Despiertas, regresas al mundo que suelen llamar “real”, ese en donde lo que sucede sí afecta, en donde lo que te pega duele, en donde el tiempo corre inexorable y el retorno no es opción aún.
Allí estás, sobre la cama, en el mismo cómodo colchón de hace algunos meses, cubierto por el edredón multicolor adornado con círculos y cuadrados que te hacen recordar un tablero de ajedrez, cruzado por rayas de diferente tamaño que van y vienen por toda la superficie de la tela.
Te levantas, motivado más por las luces molestas del celular y su incesante ruido de alarma. Lo tomas: 12 de marzo de 2010, 6:25 a.m., marca en su pantalla. Notas que han pasado cinco minutos desde que el “móvil” empezó a sonar. Desactivas la alarma y te diriges hacia la puerta café de lámina que da acceso a tu cuarto desde otros lugares de la casa. Presionas el interruptor que está sobre la pared, al lado derecho de la puerta: todo aparece ipso facto.

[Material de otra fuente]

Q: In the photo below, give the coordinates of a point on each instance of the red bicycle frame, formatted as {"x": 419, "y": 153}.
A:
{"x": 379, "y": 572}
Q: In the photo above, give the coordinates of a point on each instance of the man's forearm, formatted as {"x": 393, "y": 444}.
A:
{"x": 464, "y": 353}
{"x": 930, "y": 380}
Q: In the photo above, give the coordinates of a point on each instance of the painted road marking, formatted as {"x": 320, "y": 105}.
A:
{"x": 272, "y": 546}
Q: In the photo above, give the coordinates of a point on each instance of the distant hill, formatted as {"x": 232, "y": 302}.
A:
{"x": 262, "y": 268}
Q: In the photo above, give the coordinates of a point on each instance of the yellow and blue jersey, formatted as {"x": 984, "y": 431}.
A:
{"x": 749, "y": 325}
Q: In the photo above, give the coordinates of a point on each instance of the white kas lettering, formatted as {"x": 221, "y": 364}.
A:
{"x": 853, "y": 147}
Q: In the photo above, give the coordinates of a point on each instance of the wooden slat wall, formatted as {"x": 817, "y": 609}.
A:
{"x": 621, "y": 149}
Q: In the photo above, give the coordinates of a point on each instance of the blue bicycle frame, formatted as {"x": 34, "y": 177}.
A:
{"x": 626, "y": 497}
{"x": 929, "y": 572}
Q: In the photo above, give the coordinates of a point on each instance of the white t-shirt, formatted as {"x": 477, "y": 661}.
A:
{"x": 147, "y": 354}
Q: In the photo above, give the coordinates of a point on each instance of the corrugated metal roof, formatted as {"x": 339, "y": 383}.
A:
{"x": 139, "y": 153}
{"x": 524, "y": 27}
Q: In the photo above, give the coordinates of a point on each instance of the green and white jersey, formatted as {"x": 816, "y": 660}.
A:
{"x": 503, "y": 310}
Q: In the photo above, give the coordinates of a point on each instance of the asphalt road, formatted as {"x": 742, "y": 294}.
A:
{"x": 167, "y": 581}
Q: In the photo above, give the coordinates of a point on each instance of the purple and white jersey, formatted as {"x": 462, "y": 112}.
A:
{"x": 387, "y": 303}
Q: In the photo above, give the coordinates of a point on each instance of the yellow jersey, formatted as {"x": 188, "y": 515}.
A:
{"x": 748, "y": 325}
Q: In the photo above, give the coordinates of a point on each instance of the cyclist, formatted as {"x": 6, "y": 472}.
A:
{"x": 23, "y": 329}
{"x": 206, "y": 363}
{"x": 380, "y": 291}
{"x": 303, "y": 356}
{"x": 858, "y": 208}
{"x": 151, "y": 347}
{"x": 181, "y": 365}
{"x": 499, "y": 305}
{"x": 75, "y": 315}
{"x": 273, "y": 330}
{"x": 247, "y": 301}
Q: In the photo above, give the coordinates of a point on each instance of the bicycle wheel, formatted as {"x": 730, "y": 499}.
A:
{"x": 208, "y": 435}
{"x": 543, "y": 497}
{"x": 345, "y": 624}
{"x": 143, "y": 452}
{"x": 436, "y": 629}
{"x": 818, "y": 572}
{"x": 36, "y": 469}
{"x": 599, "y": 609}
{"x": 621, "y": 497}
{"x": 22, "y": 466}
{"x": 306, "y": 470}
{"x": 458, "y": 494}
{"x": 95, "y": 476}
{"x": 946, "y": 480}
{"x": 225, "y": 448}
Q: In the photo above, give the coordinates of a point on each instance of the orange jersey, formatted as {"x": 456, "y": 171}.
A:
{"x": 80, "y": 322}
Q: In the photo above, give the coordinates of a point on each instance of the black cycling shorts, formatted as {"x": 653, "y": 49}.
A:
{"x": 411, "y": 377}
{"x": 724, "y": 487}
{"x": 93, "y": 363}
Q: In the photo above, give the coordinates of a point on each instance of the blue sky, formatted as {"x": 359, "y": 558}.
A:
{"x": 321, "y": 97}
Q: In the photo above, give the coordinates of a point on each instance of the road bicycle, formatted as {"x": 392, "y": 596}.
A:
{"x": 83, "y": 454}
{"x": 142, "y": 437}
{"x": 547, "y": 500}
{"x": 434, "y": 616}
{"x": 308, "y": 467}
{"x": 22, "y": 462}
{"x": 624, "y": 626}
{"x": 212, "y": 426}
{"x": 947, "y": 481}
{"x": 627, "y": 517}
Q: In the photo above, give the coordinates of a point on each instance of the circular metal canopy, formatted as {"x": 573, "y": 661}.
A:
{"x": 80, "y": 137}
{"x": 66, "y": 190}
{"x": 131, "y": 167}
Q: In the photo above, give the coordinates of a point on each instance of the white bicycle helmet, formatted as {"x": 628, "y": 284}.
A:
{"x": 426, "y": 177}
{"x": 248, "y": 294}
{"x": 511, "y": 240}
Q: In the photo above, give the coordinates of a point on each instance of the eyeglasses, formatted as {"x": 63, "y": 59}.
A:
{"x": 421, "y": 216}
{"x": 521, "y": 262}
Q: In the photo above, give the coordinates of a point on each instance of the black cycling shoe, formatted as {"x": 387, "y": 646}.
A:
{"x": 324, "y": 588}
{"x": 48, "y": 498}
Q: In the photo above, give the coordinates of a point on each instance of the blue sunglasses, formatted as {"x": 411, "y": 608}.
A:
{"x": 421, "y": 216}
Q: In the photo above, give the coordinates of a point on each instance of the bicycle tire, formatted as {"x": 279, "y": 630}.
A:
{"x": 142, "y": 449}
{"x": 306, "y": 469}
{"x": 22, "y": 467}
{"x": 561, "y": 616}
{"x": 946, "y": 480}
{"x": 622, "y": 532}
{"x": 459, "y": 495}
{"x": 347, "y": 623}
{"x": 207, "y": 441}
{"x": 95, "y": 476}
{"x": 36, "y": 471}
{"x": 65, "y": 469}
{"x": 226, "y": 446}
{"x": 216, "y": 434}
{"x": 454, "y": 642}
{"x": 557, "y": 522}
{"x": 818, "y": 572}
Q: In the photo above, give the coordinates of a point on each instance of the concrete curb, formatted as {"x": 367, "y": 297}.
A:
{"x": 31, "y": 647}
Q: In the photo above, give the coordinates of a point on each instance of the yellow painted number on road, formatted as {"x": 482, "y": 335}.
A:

Te ves reflejado en el espejo del peinador que está frente a ti. Das la vuelta hacia la izquierda de la puerta, donde se encuentra lo material de lo que el espejo refleja, y allí se halla el ropero color madera con figuras de cisnes en sus dos puertas; y sobre él, la impresora aquella que de tanto trabajo te ha salvado. Caminas hacia la mesa que está a un lado del ropero y también cerca de la ventana cubierta por cortinas de fea y tosca tela color amarillo. Tomas de la mesa un vaso de agua y lo bebes, cuidando no derramarlo para no mojar la gran cantidad de hojas y cuadernos; pero sobre todo, para no estropear la computadora en la que pasas la mayor parte de tu día, sumergido en tu “realidad virtual”.
Regresas a la cama. Enciendes la vieja y pesada tele que está a los pies de esta. Poco a poco se empieza a ver la imagen: Canal 2. En su programación, un noticiario donde se habla del terremoto que afectó al país sudamericano de Chile hace apenas algunos días. Dejas de poner atención y te diriges hacia el cuarto de baño. Sobre el lavabo, la ropa que preparaste anoche; bajo él, el par de tenis y calcetines que utilizarás hoy.
Oyes caer las gotas de agua de la regadera. Ves el vapor que sale de esta. Te arden los ojos. Tomas la toalla. Escuchas el ruido de tu cepillo de dientes. Te vistes con ropa y tenis de marca no registrada, detalle que notas y observas que es el dolor de cabeza de muchos, pero que a ti en verdad no te importa. Lo piensas como una estupidez más surgida del capitalismo.
Ves hacia abajo. Miras los “vitropisos” que en conjunto de cuatro forman una figura entre circular y cuadrada; y en medio de esta, una especie de cruz. Está un poco mojado. Abres la puerta del baño y te diriges hacia el peinador. Sobre este, el gel que te aplicas en el pelo todos los días, la crema que maquilla lo reseco de tu piel, el perfume azul y el desodorante rojo que utilizas, algunos papeles y hojas.
Miras el marco del espejo en el que te viste reflejado a temprana hora. Ves escenas de tu pasado atoradas entre espejo y marco. Te percibes con un traje popular mexicano, uno de charro. Detrás de ti, personas que no conoces, que tal vez jamás sepas quiénes fueron. Piensas en lo mucho que te gusta esa foto.
Tomas tu mochila negra que se encuentra a un lado de la puerta, que abres al mismo tiempo con la intención de dirigirte a la universidad. Ves las paredes blancas de tu cuarto y todo aquello que apreciaste una vez más por la mañana, hace apenas algunos minutos más tempranos. Vuelves a oprimir el interruptor, todo vuelve a desaparecer. Escuchas el sonido metálico de la puerta al cerrarse, oprimes el botón que enciende la luz de tu reloj, lo observas: 7:05 a.m., y piensas para tus adentros: “Otra vez tarde”.